As Pakistan President Asif Ali Zardari warned the LET militants "had the power to precipitate war in the region", India demanded that Islamabad hand over a list of about 20 people, including India's most-wanted man Dawood Ibrahim.
India's military chiefs were exerting strong pressure on the country's political leaders to give permission to attack the headquarters, an 80ha site at Muridke, close to the Punjab capital of Lahore, just across the border from India.
The reports came as the Indian Government summoned the Pakistani high commissioner in New Delhi yesterday to demand "strong action" against the Pakistani militants who it says were responsible for last week's attacks on Mumbai.
New Delhi warned Shahid Malik that India expected Islamabad to take "swift action" to deal with the evidence of involvement by LET operating from bases inside Pakistan.

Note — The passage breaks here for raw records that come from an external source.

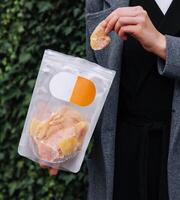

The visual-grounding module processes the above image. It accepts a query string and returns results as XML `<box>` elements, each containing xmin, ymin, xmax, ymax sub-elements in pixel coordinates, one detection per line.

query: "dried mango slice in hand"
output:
<box><xmin>59</xmin><ymin>136</ymin><xmax>79</xmax><ymax>156</ymax></box>
<box><xmin>90</xmin><ymin>22</ymin><xmax>111</xmax><ymax>50</ymax></box>
<box><xmin>29</xmin><ymin>119</ymin><xmax>43</xmax><ymax>136</ymax></box>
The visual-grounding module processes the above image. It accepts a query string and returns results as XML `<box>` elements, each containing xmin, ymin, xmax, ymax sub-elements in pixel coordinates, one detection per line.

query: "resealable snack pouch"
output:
<box><xmin>18</xmin><ymin>50</ymin><xmax>115</xmax><ymax>173</ymax></box>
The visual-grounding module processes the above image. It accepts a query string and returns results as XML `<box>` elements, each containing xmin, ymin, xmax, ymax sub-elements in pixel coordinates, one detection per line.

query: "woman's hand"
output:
<box><xmin>103</xmin><ymin>6</ymin><xmax>166</xmax><ymax>59</ymax></box>
<box><xmin>39</xmin><ymin>163</ymin><xmax>58</xmax><ymax>176</ymax></box>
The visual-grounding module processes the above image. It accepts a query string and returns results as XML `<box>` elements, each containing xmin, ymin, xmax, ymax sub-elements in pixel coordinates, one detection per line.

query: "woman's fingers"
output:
<box><xmin>114</xmin><ymin>17</ymin><xmax>143</xmax><ymax>33</ymax></box>
<box><xmin>105</xmin><ymin>15</ymin><xmax>118</xmax><ymax>33</ymax></box>
<box><xmin>118</xmin><ymin>25</ymin><xmax>140</xmax><ymax>40</ymax></box>
<box><xmin>105</xmin><ymin>6</ymin><xmax>143</xmax><ymax>33</ymax></box>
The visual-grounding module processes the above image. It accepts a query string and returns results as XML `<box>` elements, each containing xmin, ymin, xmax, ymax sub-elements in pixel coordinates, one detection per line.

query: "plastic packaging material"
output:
<box><xmin>18</xmin><ymin>50</ymin><xmax>115</xmax><ymax>173</ymax></box>
<box><xmin>90</xmin><ymin>21</ymin><xmax>111</xmax><ymax>50</ymax></box>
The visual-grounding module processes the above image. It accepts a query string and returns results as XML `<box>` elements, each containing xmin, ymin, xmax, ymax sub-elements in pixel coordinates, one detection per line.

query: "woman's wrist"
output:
<box><xmin>152</xmin><ymin>33</ymin><xmax>166</xmax><ymax>60</ymax></box>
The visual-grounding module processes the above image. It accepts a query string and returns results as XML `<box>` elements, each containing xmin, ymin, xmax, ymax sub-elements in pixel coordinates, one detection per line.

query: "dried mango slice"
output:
<box><xmin>59</xmin><ymin>136</ymin><xmax>79</xmax><ymax>156</ymax></box>
<box><xmin>90</xmin><ymin>23</ymin><xmax>111</xmax><ymax>50</ymax></box>
<box><xmin>75</xmin><ymin>121</ymin><xmax>88</xmax><ymax>145</ymax></box>
<box><xmin>29</xmin><ymin>119</ymin><xmax>42</xmax><ymax>136</ymax></box>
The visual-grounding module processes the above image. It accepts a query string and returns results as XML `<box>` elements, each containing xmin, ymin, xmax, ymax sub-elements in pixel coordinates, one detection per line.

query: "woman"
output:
<box><xmin>86</xmin><ymin>0</ymin><xmax>180</xmax><ymax>200</ymax></box>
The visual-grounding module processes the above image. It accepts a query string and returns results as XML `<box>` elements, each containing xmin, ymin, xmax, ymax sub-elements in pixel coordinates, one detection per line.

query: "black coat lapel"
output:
<box><xmin>159</xmin><ymin>0</ymin><xmax>180</xmax><ymax>35</ymax></box>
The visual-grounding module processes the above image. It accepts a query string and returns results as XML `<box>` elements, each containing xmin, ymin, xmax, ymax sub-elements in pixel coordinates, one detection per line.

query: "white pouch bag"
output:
<box><xmin>18</xmin><ymin>50</ymin><xmax>115</xmax><ymax>173</ymax></box>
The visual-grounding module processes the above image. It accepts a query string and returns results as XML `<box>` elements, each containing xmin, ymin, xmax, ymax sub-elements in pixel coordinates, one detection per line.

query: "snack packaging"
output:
<box><xmin>18</xmin><ymin>50</ymin><xmax>115</xmax><ymax>173</ymax></box>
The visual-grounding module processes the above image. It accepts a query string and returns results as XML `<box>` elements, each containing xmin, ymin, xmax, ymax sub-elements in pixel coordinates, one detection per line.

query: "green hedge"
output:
<box><xmin>0</xmin><ymin>0</ymin><xmax>88</xmax><ymax>200</ymax></box>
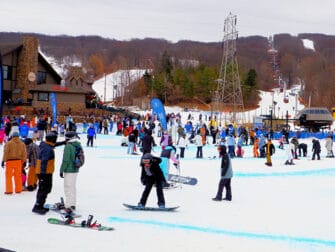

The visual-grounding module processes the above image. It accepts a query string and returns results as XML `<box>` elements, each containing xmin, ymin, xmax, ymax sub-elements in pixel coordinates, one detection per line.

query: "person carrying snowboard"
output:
<box><xmin>59</xmin><ymin>131</ymin><xmax>82</xmax><ymax>213</ymax></box>
<box><xmin>138</xmin><ymin>153</ymin><xmax>166</xmax><ymax>208</ymax></box>
<box><xmin>212</xmin><ymin>145</ymin><xmax>233</xmax><ymax>201</ymax></box>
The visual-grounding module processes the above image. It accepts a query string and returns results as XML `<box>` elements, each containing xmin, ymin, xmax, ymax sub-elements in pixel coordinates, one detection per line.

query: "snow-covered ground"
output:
<box><xmin>0</xmin><ymin>129</ymin><xmax>335</xmax><ymax>252</ymax></box>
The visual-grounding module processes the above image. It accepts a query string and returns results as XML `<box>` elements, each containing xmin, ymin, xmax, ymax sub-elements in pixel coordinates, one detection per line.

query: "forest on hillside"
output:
<box><xmin>0</xmin><ymin>33</ymin><xmax>335</xmax><ymax>109</ymax></box>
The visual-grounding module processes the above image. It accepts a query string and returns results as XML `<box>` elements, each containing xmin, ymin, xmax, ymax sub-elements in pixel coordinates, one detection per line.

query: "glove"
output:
<box><xmin>141</xmin><ymin>178</ymin><xmax>147</xmax><ymax>185</ymax></box>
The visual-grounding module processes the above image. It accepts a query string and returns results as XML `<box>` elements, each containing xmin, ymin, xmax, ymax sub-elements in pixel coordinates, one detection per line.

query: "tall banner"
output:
<box><xmin>150</xmin><ymin>98</ymin><xmax>167</xmax><ymax>130</ymax></box>
<box><xmin>50</xmin><ymin>93</ymin><xmax>57</xmax><ymax>126</ymax></box>
<box><xmin>0</xmin><ymin>52</ymin><xmax>3</xmax><ymax>122</ymax></box>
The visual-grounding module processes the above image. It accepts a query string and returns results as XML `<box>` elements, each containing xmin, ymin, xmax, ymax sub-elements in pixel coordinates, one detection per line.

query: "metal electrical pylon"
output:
<box><xmin>214</xmin><ymin>13</ymin><xmax>244</xmax><ymax>123</ymax></box>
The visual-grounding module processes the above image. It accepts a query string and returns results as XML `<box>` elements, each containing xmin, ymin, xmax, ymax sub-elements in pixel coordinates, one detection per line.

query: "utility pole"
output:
<box><xmin>214</xmin><ymin>13</ymin><xmax>244</xmax><ymax>123</ymax></box>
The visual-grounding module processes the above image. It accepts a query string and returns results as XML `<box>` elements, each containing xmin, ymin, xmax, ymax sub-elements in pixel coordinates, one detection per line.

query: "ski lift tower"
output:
<box><xmin>214</xmin><ymin>13</ymin><xmax>244</xmax><ymax>123</ymax></box>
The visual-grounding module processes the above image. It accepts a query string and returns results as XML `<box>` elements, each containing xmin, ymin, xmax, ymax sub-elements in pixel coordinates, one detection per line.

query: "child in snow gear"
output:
<box><xmin>213</xmin><ymin>145</ymin><xmax>233</xmax><ymax>201</ymax></box>
<box><xmin>60</xmin><ymin>131</ymin><xmax>82</xmax><ymax>213</ymax></box>
<box><xmin>1</xmin><ymin>131</ymin><xmax>27</xmax><ymax>194</ymax></box>
<box><xmin>138</xmin><ymin>153</ymin><xmax>166</xmax><ymax>207</ymax></box>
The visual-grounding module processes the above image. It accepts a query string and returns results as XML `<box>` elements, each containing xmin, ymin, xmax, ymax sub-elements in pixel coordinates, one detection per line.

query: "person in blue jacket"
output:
<box><xmin>213</xmin><ymin>145</ymin><xmax>233</xmax><ymax>201</ymax></box>
<box><xmin>19</xmin><ymin>122</ymin><xmax>29</xmax><ymax>139</ymax></box>
<box><xmin>86</xmin><ymin>123</ymin><xmax>96</xmax><ymax>147</ymax></box>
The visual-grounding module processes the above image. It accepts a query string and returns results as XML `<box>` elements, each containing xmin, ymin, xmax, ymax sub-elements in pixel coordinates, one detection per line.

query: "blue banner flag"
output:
<box><xmin>50</xmin><ymin>93</ymin><xmax>57</xmax><ymax>126</ymax></box>
<box><xmin>0</xmin><ymin>52</ymin><xmax>3</xmax><ymax>120</ymax></box>
<box><xmin>150</xmin><ymin>98</ymin><xmax>167</xmax><ymax>130</ymax></box>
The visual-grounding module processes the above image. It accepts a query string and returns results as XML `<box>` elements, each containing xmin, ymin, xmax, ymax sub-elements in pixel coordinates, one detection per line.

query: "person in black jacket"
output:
<box><xmin>312</xmin><ymin>138</ymin><xmax>321</xmax><ymax>160</ymax></box>
<box><xmin>142</xmin><ymin>129</ymin><xmax>156</xmax><ymax>155</ymax></box>
<box><xmin>138</xmin><ymin>153</ymin><xmax>165</xmax><ymax>208</ymax></box>
<box><xmin>212</xmin><ymin>145</ymin><xmax>233</xmax><ymax>201</ymax></box>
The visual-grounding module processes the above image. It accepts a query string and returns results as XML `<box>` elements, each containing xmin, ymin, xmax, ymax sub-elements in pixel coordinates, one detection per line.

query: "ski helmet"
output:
<box><xmin>45</xmin><ymin>131</ymin><xmax>57</xmax><ymax>143</ymax></box>
<box><xmin>141</xmin><ymin>153</ymin><xmax>152</xmax><ymax>164</ymax></box>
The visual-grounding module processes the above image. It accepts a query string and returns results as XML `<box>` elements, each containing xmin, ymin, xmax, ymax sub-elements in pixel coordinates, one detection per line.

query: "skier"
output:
<box><xmin>138</xmin><ymin>153</ymin><xmax>166</xmax><ymax>208</ymax></box>
<box><xmin>60</xmin><ymin>131</ymin><xmax>82</xmax><ymax>213</ymax></box>
<box><xmin>212</xmin><ymin>145</ymin><xmax>233</xmax><ymax>201</ymax></box>
<box><xmin>1</xmin><ymin>131</ymin><xmax>27</xmax><ymax>194</ymax></box>
<box><xmin>32</xmin><ymin>131</ymin><xmax>57</xmax><ymax>214</ymax></box>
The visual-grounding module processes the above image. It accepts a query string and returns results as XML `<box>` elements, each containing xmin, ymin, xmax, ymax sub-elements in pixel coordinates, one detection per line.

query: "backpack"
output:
<box><xmin>74</xmin><ymin>145</ymin><xmax>85</xmax><ymax>168</ymax></box>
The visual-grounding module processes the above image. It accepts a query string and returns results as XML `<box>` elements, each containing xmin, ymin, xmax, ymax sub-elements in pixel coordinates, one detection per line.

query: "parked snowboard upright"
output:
<box><xmin>124</xmin><ymin>153</ymin><xmax>178</xmax><ymax>210</ymax></box>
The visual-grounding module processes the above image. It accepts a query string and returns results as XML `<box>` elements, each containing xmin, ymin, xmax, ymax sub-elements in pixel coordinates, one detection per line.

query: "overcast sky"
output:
<box><xmin>0</xmin><ymin>0</ymin><xmax>335</xmax><ymax>42</ymax></box>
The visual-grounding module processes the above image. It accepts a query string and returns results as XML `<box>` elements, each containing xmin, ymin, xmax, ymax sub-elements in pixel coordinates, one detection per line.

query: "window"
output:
<box><xmin>2</xmin><ymin>65</ymin><xmax>13</xmax><ymax>80</ymax></box>
<box><xmin>37</xmin><ymin>92</ymin><xmax>49</xmax><ymax>101</ymax></box>
<box><xmin>37</xmin><ymin>71</ymin><xmax>47</xmax><ymax>84</ymax></box>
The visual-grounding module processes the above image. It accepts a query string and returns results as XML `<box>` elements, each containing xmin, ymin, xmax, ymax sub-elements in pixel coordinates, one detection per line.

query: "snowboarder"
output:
<box><xmin>32</xmin><ymin>131</ymin><xmax>57</xmax><ymax>214</ymax></box>
<box><xmin>60</xmin><ymin>131</ymin><xmax>82</xmax><ymax>213</ymax></box>
<box><xmin>325</xmin><ymin>134</ymin><xmax>334</xmax><ymax>158</ymax></box>
<box><xmin>312</xmin><ymin>138</ymin><xmax>321</xmax><ymax>160</ymax></box>
<box><xmin>213</xmin><ymin>145</ymin><xmax>233</xmax><ymax>201</ymax></box>
<box><xmin>265</xmin><ymin>138</ymin><xmax>275</xmax><ymax>166</ymax></box>
<box><xmin>138</xmin><ymin>153</ymin><xmax>166</xmax><ymax>208</ymax></box>
<box><xmin>159</xmin><ymin>139</ymin><xmax>179</xmax><ymax>187</ymax></box>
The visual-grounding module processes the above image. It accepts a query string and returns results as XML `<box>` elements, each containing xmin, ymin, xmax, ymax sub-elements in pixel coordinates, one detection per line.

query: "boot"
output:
<box><xmin>32</xmin><ymin>205</ymin><xmax>49</xmax><ymax>215</ymax></box>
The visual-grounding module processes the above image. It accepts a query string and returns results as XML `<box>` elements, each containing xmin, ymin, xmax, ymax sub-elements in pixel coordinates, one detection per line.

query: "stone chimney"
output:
<box><xmin>14</xmin><ymin>36</ymin><xmax>39</xmax><ymax>102</ymax></box>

India demanded that Islamabad extradite Ibrahim, a fugitive Mumbai mafia don who it believes has links to LET, the terrorist group long allied to Pakistan's ISI spy agency.
India also asked for Hafiz Mohammad Saeed, the LET founder, and Maulana Masood Azhar, the head of militant group Jaish-e-Mohammad, who was freed in exchange for passengers on a hijacked Indian Airlines flight in 1999.
Ibrahim, Mumbai's most notorious underworld don, is the head of D-Company, a feared crime syndicate, and one of the world's five most wanted men. He is widely believed to have worked closely with al-Qa'ida. He is also thought to have masterminded the 1993 Mumbai bombings, a series of 13 explosions that claimed 250 lives.